"How am I to not know who I think I might not be? Anyway?"
Even short essays need good organization--in fact, your essay's structure and organization is probably its most important part. Decide your major points in advance and list them in a logical order (according to age, magnitude, composition, whatever works...). If possible, use one paragraph for each of these points.
One technique that you may find useful: Before writing, decide on your illustrations--good illustrations will show your major points--then frame much of your text around them.
--The Main Body: Decide beforehand on your major points--then translate these into some clearly written general statements. Try to use one paragraph for each general statement. Then, use specific details, backed up by illustrations and references, to support the general statements.
--The Conclusion: The "conclusion" is the point of your paper. Just what is it that you want the reader to come away with? For example, in an essay on the Cascade Volcanoes, your main point (conclusion) might be that the volcanoes erupt frequently, or that they're hazardous--or that they're frequently hazardous! Or that they show a whole range of eruptive styles.
Besides the basic grammatical stuff (make sure each sentence has a subject and a verb etc.) try to use a combination of medium length and short sentences. When sentences get too long, they become extremely hard to follow; if they're consistently very short, then the writing becomes very choppy.
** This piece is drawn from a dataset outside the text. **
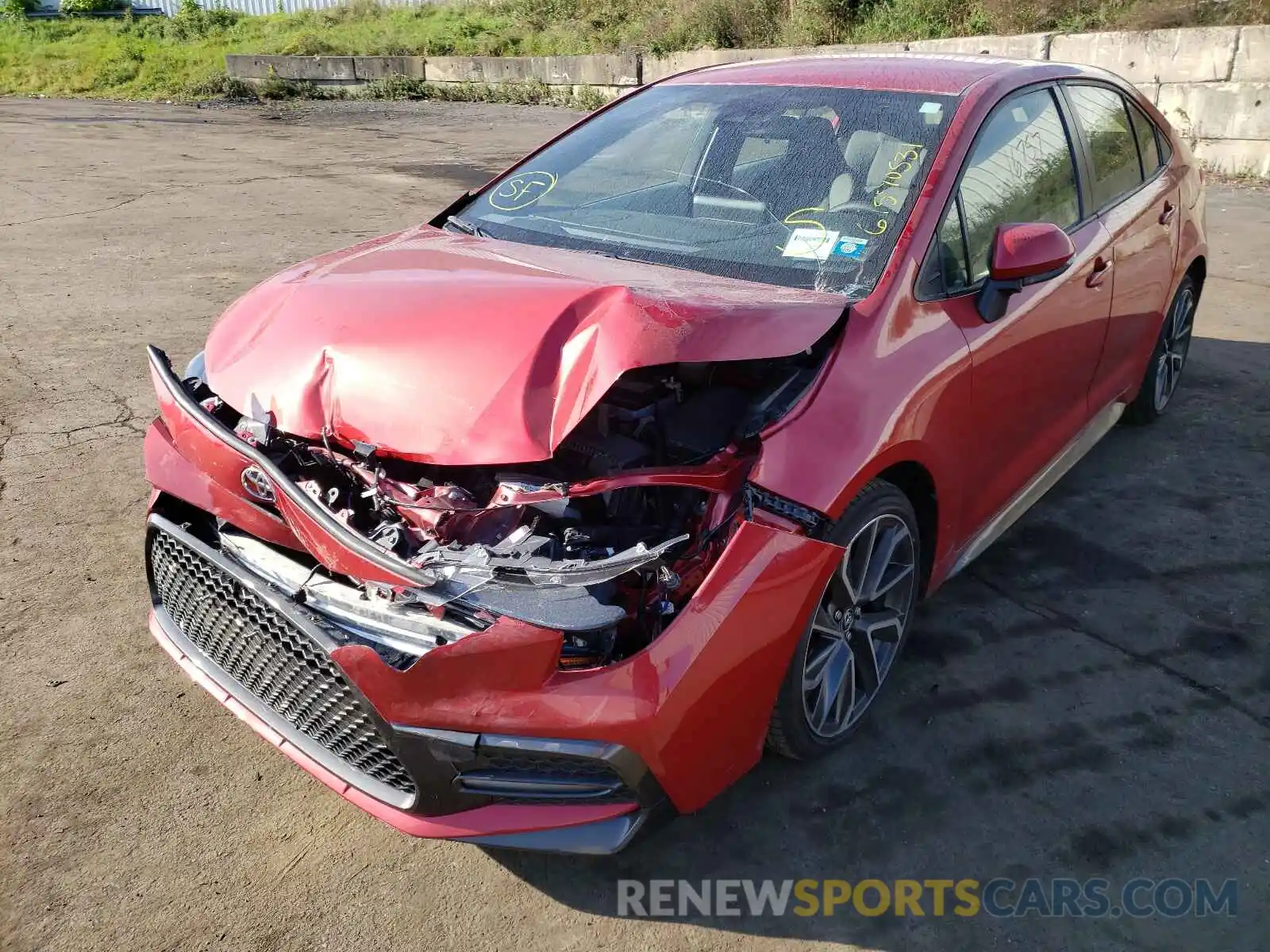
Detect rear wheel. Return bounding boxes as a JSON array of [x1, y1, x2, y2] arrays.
[[767, 480, 922, 760], [1124, 274, 1199, 424]]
When you are reviewing your first draft, find your passive verbs. Then
try to rephrase the sentence so the verb is an active one.
For example: "Much seismicity in Oregon is driven by subduction of the Juan de Fuca plate beneath North America" --Passive
----> rephrase to: "Subduction of the Juan de Fuca plate beneath North America drives much of the seismicity in Oregon." --active
It is important to cite the references you use, within the text. Generally, when you present someone else's conclusions, you should cite them. If you are citing general knowledge (eg. Mt. St. Helens is a volcano), then don't use a citation.
Don't quote your written sources. They aren't your words. Don't use them--I won't read them.